Pauli argued that the psychologist and the physicist are engaged in a complimentary quest. Hence he advocated that the:
“[I]nvestigation of scientific knowledge directed outwards should be supplemented by an investigation of this knowledge directed inwards. The former process is directed to adjusting our knowledge to external objects; the latter should bring to light the archetypal images used in the creation of our scientific theories. Only by combining both these directions of research may complete understanding be obtained.”[iv]
Psychiatrist Anthony Stevens states: “The relationship between the physical world we perceive and our cognitive formulations concerning that world is predicated upon the fact that the soul of the perceiver and that which is recognised by perception are subject to an order thought to be objective.”[v]
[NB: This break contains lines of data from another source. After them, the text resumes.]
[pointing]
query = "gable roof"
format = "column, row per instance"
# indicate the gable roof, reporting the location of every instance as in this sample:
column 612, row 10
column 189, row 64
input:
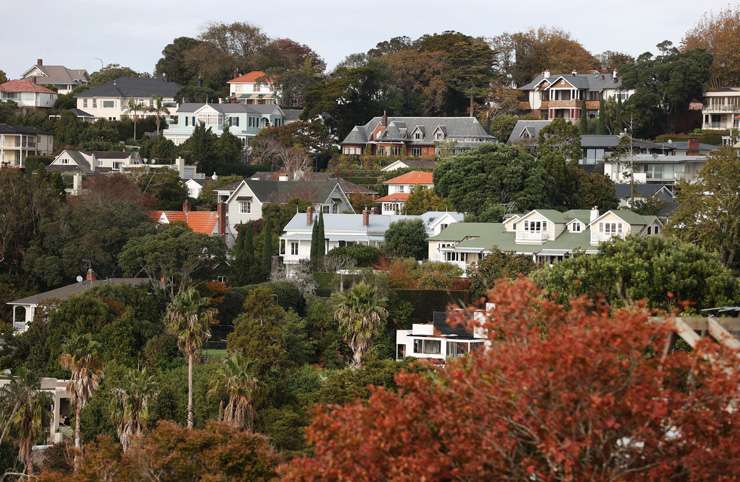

Stevens notes that, for Pauli, “…the archetypes which order our perceptions and ideas are themselves the product of an objective order which transcends both the human mind and the external world.”[vi]
[i] Henry Corbin, ‘Towards a Chart of the Imaginal’, Temenos 1 (1981), 30.
[ii] Ibid, 31.
[iii] Ibid, 32-33.
[iv] Wolfgang Pauli, ‘The influence of archetypal ideas on the scientific theories of Kepler’ in: C.G. Jung and W. Pauli, The Interpretation of Nature and the Psyche (London: Routledge & Kegan Paul, 1955), 208.
[v] See Anthony Stevens, Archetype – A Natural History of the Self (London: Routledge & Kegan Paul, 1982), 74.
[vi] Anthony Stevens, ‘Thoughts on the Psychobiology of Religion and the Neurobiology of Archetypal Experience’, Zygon, v.21, no.1 (1986), 19.